Part 018 — Server State and Cache Architecture

Tujuan Pembelajaran

Part 017 membahas global client state. Sekarang kita fokus pada kategori yang sering salah dimasukkan ke global store: server state.

Server state adalah data yang source of truth-nya berada di backend.

Contoh:

• case detail,
• case list,
• user profile,
• permissions,
• audit timeline,
• notification count,
• reference data,
• report results,
• search results,
• dashboard metrics.

Server state berbeda dari client state karena:

• bisa stale,
• bisa gagal di-fetch,
• bisa di-refetch,
• bisa di-cache,
• bisa di-invalidate,
• bisa di-update oleh user lain,
• bisa dipengaruhi permission,
• bisa berubah tanpa React tahu,
• memiliki lifecycle network,
• memiliki concurrency risk.

Part ini membahas server-state cache sebagai distributed data synchronization problem, bukan sekadar fetch().
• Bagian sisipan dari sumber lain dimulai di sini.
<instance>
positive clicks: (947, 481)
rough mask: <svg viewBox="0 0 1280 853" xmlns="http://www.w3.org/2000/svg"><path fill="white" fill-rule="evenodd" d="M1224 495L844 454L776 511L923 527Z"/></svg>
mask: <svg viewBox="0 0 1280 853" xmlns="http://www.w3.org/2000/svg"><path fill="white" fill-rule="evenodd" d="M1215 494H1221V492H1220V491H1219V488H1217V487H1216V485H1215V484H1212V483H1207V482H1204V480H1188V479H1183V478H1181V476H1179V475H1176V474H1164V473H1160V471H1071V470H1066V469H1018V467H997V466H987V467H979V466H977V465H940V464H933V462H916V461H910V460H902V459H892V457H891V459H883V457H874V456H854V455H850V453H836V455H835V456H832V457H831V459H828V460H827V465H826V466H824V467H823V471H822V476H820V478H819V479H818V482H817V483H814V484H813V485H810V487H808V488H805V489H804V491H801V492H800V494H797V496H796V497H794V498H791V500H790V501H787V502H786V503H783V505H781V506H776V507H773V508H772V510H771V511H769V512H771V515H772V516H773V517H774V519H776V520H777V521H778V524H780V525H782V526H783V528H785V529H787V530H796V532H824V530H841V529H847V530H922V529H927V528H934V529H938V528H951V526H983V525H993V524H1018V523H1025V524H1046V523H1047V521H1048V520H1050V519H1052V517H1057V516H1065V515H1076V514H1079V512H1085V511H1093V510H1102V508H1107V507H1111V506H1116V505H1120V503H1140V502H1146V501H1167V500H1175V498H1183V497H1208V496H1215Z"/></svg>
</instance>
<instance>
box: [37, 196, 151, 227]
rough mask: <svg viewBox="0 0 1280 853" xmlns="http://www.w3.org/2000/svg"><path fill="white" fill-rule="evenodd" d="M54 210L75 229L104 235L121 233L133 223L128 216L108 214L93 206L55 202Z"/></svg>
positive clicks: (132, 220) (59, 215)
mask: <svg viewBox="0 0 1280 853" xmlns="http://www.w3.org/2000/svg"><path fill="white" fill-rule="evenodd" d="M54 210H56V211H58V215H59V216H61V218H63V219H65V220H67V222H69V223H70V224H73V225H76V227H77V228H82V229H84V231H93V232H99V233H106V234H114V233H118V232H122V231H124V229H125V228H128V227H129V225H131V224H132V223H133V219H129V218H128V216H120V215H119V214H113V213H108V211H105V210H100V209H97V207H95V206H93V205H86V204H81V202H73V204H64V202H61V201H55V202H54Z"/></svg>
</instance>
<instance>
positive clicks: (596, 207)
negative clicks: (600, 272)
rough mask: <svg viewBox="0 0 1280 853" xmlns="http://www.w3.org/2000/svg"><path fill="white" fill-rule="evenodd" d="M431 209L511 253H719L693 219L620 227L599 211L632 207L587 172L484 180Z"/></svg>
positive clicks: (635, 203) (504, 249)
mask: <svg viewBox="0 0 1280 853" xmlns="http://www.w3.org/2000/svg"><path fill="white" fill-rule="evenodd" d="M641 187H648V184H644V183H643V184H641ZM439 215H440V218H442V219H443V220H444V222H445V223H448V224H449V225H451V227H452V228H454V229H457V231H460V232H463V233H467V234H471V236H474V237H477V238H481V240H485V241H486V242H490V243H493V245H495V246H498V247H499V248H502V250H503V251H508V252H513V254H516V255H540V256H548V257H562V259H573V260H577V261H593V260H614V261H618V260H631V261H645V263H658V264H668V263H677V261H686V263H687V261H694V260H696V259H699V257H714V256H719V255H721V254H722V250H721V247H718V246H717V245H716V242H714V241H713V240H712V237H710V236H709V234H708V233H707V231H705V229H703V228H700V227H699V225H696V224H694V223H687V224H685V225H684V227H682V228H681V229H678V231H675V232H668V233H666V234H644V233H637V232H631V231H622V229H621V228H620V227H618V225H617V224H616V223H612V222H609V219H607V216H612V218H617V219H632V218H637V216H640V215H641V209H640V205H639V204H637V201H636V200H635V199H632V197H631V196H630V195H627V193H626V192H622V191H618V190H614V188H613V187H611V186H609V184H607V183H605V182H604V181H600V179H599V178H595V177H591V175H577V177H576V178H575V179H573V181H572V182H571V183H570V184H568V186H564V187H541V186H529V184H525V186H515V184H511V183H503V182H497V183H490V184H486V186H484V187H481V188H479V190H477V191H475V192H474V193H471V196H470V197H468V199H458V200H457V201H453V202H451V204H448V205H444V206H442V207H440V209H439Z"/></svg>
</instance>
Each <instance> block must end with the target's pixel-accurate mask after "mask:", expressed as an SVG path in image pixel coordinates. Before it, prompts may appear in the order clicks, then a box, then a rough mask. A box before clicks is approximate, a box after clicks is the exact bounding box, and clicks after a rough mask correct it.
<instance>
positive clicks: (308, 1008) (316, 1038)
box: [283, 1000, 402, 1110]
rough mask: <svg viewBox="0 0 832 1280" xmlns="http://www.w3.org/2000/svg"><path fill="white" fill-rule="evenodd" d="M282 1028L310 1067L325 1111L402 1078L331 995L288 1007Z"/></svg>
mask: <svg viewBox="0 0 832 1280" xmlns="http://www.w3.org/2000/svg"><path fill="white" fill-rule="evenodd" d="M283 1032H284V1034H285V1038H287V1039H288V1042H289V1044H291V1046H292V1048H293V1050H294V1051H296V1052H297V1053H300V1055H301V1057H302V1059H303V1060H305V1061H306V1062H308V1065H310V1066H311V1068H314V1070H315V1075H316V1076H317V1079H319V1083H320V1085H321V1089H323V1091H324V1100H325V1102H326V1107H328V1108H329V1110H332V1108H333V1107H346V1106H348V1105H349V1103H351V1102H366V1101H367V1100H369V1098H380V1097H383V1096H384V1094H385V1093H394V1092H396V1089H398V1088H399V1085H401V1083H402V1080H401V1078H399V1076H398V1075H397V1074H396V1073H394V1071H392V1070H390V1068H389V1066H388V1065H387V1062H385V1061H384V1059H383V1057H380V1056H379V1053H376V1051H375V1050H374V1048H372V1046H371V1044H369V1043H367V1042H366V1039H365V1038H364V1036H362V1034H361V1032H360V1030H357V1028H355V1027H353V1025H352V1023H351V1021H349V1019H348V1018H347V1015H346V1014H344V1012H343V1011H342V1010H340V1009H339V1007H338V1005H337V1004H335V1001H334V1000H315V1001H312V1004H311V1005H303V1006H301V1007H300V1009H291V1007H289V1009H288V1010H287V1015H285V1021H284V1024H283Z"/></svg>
1. Server State Mental Model

Client tidak memiliki server state. Client memiliki snapshot/cache dari server state.

Important:

Server state in frontend is a synchronized copy, not authority.

2. Server State vs Client State

Do not treat server state like local useState unless trivial.

3. Why Manual useEffect Fetching Breaks Down

Demo:

function CaseDetail({ caseId }: { caseId: string }) {
  const [data, setData] = useState<CaseDetail | null>(null);
  const [loading, setLoading] = useState(false);
  const [error, setError] = useState<Error | null>(null);

  useEffect(() => {
    setLoading(true);

    fetch(`/api/cases/${caseId}`)
      .then((response) => response.json())
      .then(setData)
      .catch(setError)
      .finally(() => setLoading(false));
  }, [caseId]);

  // ...
}

Problems:

• race condition,
• duplicate requests,
• no cache reuse,
• no stale/fresh semantics,
• no background refetch,
• no retry policy,
• no pagination model,
• no mutation invalidation,
• no optimistic update,
• no garbage collection,
• no SSR hydration,
• no offline/reconnect handling,
• inconsistent error normalization,
• repeated boilerplate everywhere.

Manual effect can work for small one-off browser synchronization. It is not a scalable server-state architecture.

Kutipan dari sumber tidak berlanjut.